FIG. 5 shows the schematic configuration of an instruction execution determining section of a vector processing unit which is an embodiment of the present invention. Vector instructions read out of a main memory (which is not illustrated) are successively set into an instruction register 8. A sector OP stores an instruction code. Sectors R2 and R3 store VR numbers wherefrom two kinds of operands are to be read out. A sector Rl stores the VR number in which the data loaded from the main memory by a memory requester or tne computed result fed from the ALU is to be written. Reference numeral 36 denotes a VR administration circuit provided for each VR. The VR administration circuit 36 functions to indicate which of the write state, the first read state, and the second read state is assumed by the corresponding VR. Each VR administration circuit 36 has three flip-flops (hereafter abbreviated as FF) designated as FF1, FF2 and FF3. The FF1, FF2 and FF3 correspond to the write state, the first readout state, and the second readout state, respectively. Signals applied to input terminals WS, RS and RS' set the FF1, FF2 and FF3, respectively. And signals applied to input terminals WE, RE and RE' reset the FF1, FF2 and FF3, respectively. Reference numeral 9 denotes a resource administration circuit provided for each resource. The resource administration circuit 9 functions to indicate whether the corresponding resource is being used or not. Each resource administration circuit 9 has one FF for indicating the resource is being used. Reference numeral 10 denotes an instruction execution determining circuit. Based upon signals fed from the VR administration circuit 36 and the resource administration circuit 9, the circuit 10 determines whether the VR and resource required for execution of the vector instruction stored in the instruction register 8 can be used or not.
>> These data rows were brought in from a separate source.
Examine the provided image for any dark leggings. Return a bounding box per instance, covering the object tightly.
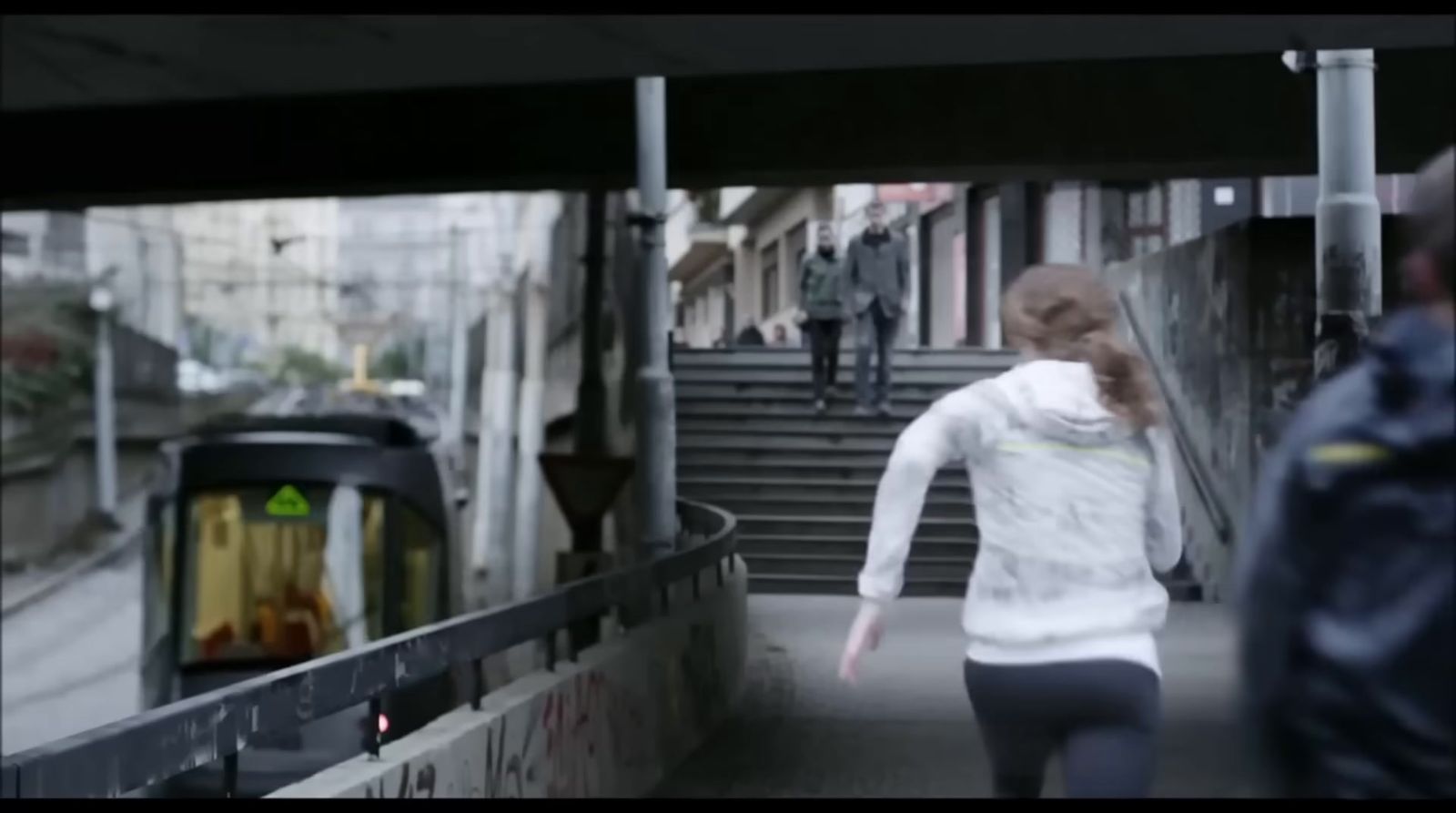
[966,660,1162,798]
[805,319,843,401]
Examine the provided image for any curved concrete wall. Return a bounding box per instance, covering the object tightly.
[272,561,748,798]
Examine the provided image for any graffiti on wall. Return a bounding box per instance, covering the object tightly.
[364,762,435,798]
[483,669,652,798]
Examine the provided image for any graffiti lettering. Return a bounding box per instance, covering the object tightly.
[0,330,61,370]
[485,716,536,798]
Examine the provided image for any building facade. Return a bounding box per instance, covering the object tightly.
[668,175,1410,347]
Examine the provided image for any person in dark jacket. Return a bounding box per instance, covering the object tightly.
[733,318,764,347]
[799,223,846,414]
[844,201,910,415]
[1236,143,1456,798]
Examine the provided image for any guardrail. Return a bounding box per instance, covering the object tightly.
[0,500,738,798]
[1117,291,1233,545]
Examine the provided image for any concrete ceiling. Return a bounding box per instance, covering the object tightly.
[0,16,1456,209]
[0,15,1456,112]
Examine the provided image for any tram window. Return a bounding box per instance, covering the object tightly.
[182,487,444,663]
[182,487,383,662]
[143,503,177,647]
[395,500,444,629]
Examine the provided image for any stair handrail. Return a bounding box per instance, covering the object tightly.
[1117,291,1233,545]
[0,500,738,798]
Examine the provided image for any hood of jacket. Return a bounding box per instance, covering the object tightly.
[1370,310,1456,446]
[999,360,1133,446]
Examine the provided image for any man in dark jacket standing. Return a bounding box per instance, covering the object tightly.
[844,201,910,415]
[1238,150,1456,798]
[799,223,847,414]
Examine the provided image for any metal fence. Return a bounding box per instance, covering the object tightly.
[0,500,737,798]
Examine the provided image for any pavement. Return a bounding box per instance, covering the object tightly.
[0,494,146,755]
[653,595,1254,798]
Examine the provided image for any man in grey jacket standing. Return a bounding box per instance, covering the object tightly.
[844,201,910,417]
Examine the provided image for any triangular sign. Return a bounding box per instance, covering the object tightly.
[537,453,633,524]
[264,485,308,517]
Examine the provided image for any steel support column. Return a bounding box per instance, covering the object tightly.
[635,77,677,555]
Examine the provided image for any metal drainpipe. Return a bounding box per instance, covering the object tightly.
[512,248,551,600]
[1315,49,1380,381]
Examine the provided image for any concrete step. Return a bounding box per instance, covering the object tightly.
[748,576,966,599]
[744,554,976,584]
[738,534,977,561]
[677,401,925,422]
[672,361,1002,389]
[738,534,977,561]
[677,419,908,439]
[677,460,970,488]
[672,381,956,404]
[737,514,977,542]
[677,473,971,503]
[748,576,1203,604]
[672,350,1016,370]
[677,432,895,461]
[699,493,976,520]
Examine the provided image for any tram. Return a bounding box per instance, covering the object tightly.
[141,395,466,797]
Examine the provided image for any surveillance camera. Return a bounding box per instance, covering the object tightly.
[1279,51,1315,73]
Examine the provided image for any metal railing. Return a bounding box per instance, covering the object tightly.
[0,500,737,798]
[1117,291,1233,545]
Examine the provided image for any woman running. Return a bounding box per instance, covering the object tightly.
[840,265,1182,797]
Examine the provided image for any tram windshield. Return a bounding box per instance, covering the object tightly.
[182,483,441,666]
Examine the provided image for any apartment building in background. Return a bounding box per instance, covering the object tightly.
[668,175,1410,347]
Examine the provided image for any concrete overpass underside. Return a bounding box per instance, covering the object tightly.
[3,16,1456,209]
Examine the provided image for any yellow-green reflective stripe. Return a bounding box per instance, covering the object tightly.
[1309,443,1390,463]
[997,443,1150,468]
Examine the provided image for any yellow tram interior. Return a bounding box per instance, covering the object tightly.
[178,490,441,663]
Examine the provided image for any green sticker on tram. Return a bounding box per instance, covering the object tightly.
[264,485,308,517]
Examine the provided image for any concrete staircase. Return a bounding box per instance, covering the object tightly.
[672,348,1198,599]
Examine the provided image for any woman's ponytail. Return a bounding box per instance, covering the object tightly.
[1002,265,1160,429]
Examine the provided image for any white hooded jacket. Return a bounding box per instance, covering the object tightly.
[859,360,1182,672]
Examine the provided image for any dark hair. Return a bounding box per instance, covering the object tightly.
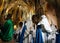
[19,22,23,27]
[32,14,41,24]
[6,13,12,19]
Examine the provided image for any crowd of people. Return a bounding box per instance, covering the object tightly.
[0,14,60,43]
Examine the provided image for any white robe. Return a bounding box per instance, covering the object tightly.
[38,15,52,43]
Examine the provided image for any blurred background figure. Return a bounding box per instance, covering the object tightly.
[1,14,14,43]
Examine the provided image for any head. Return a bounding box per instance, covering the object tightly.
[32,14,41,24]
[6,13,12,20]
[19,22,23,28]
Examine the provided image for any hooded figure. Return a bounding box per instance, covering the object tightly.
[1,14,14,43]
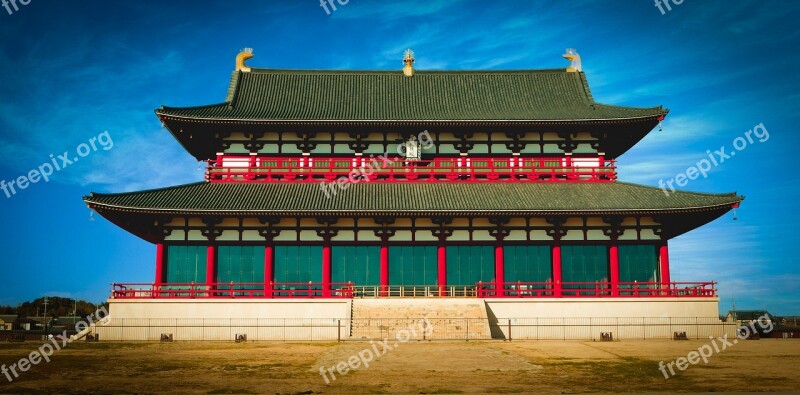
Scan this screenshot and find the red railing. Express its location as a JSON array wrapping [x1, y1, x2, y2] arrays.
[[111, 283, 354, 299], [476, 281, 717, 298], [206, 155, 617, 182], [111, 282, 717, 299]]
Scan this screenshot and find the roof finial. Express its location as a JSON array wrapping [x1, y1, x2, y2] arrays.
[[562, 48, 581, 73], [403, 49, 415, 77], [236, 48, 253, 73]]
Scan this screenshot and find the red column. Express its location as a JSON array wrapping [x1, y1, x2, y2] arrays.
[[658, 240, 670, 288], [598, 244, 619, 296], [155, 243, 165, 286], [206, 246, 217, 296], [264, 245, 275, 298], [381, 243, 389, 296], [436, 241, 447, 296], [494, 240, 506, 297], [552, 241, 561, 297], [322, 241, 331, 298]]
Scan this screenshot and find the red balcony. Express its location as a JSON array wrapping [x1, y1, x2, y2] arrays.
[[206, 155, 617, 182], [111, 283, 353, 299], [111, 282, 717, 299], [476, 281, 717, 298]]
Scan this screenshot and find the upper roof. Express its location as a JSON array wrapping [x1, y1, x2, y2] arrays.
[[84, 182, 744, 215], [156, 68, 667, 122]]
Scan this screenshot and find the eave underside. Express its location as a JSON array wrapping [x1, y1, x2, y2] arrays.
[[85, 183, 743, 242]]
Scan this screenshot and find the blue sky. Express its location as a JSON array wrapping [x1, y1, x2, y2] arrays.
[[0, 0, 800, 314]]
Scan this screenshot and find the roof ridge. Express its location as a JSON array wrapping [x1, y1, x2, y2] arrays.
[[243, 67, 568, 76]]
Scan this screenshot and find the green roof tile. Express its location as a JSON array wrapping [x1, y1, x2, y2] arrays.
[[84, 182, 743, 213], [156, 69, 667, 121]]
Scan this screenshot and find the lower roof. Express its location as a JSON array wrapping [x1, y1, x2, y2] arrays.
[[84, 182, 744, 215]]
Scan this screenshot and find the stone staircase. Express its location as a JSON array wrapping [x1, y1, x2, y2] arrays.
[[350, 298, 491, 341]]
If the vector instruction can be executed, the instruction execution determining circuit 10 adds a number RSN of a resource (an arithmetic unit or a memory requester) to be activated to the vector instruction fed from the instruction register 8. The resultant signal is sent out on a signal line 11.
FIG. 6 shows the schematic configuration of a VR section of the vector processing unit which is an embodiment of the present invention. Vector instructions which have been determined to be executable by the instruction execution determining section of FIG. 5 are successively supplied to a VR control unit 1 through the signal line 11.
In the VR control unit 1, a VR starting circuit 2 performs a necessary decoding operation to start a VR control circuit 3 via signal lines 21 and 22. In a writing operation, a VR data unit 4 writes data supplied from signal lines 5 which are separately provided for respective resources into a VR 6 in accordance with a write directive signal 31 fed from the VR control circuit 3. In the first reading operation, the VR data unit 4 reads the contents of the VR 6 to send them out as operand data 7 in accordance with a first readout directive signal 32 supplied from the VR control circuit 3. In the second reading operation, the VR data unit 4 reads the contents of the VR 6 to send them out as the operand data 7 in accordance with a second readout directive signal 33 supplied from the VR control circuit 3.
Detailed configuration of the VR starting circuit 2, VR control circuit 3, and VR data unit 4 will now be described by referring to FIGS. 7 to 9.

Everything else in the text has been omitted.